Devra Davis recommande d’ailleurs de retirer le dispositif de son poignet au moment d’aller au lit, car le cerveau pourrait être exposé à des ondes de basses fréquences lorsque la main se trouve près de la tête. Ces ondes peuvent perturber le sommeil et occasionner de la fatigue, de la somnolence, une perte d’énergie et même une prise de poids. Durant le jour, l’épidémiologiste mentionne qu’il est préférable d’opter pour un appareil qui se porte au poignet plutôt qu’une bande à la poitrine afin de l’éloigner autant que possible du cerveau.
Les ondes électromagnétiques sont déjà omniprésentes dans notre environnement. Choisir de faire une activité en plein air (sans monitorage) permet de donner une pause à notre corps.
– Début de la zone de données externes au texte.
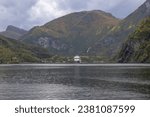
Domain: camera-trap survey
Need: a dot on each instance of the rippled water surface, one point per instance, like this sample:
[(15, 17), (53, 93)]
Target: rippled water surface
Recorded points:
[(75, 81)]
Ces moments sont plutôt rares de nos jours.
L’objectif du sport n’est-il pas aussi de réduire le stress, d’évacuer les tensions et d’avoir du plaisir?
Les fitness trackers ont peut-être des avantages, mais ils entraînent une rationalisation de l’exercice qui a, au bout du compte, tout l’effet contraire en générant du stress, de l’anxiété et une diminution du plaisir.
Si vous aviez prévu d’offrir un moniteur d’activité à un proche, pourquoi ne pas opter plutôt pour un abonnement au gym, pour une inscription à un cours de groupe ou encore pour un accès à une plate-forme d’entraînement en ligne?
Références
1. BUNN, et coll. « Current State of Commercial Wearable Technology in Physical Activity Monitoring 2015-2017 », International Journal of Exercice Science, février 2018, vol. 11, no 5, p. 503-515.
2. https://www.drweil.com/health-wellness/balanced-living/exercise-fitness/how-safe-are-fitness-trackers/ , consulté le 5 mars 2018.
3. EUAN, Ashley, et coll. « Accuracy in Wrist-Worn, Sensor-Based Measurements of Heart Rate and Energy Expenditure in a Diverse Cohort », Journal of Personalized Medicine, 24 mai 2017.
4. SPENCE, Des et Itifat HUSAIN. « Can healthy people benefit from health apps » BMJ, 8 mai 2015.
5. JAKICIC, J.M., et coll.. « Effect of Wearable Technology Combined With a Lifestyle Intervention on Long-term Weight Loss, The IDEA Randomized Clinical Trial », JAMA, 2016, vol. 316, no 11, p. 1161–1171.
6. EVENSON, K.R., et coll. « Systematic review of the validity and reliability of consumer-wearable activity trackers », The International Journal of Behavioral Nutrition and Physical Activity, 2015.
7. WALKER, et coll. « Advantages and Limitations of Activity Trackers », Clinical Journal of Oncology Nursing, vol. 20, no 6.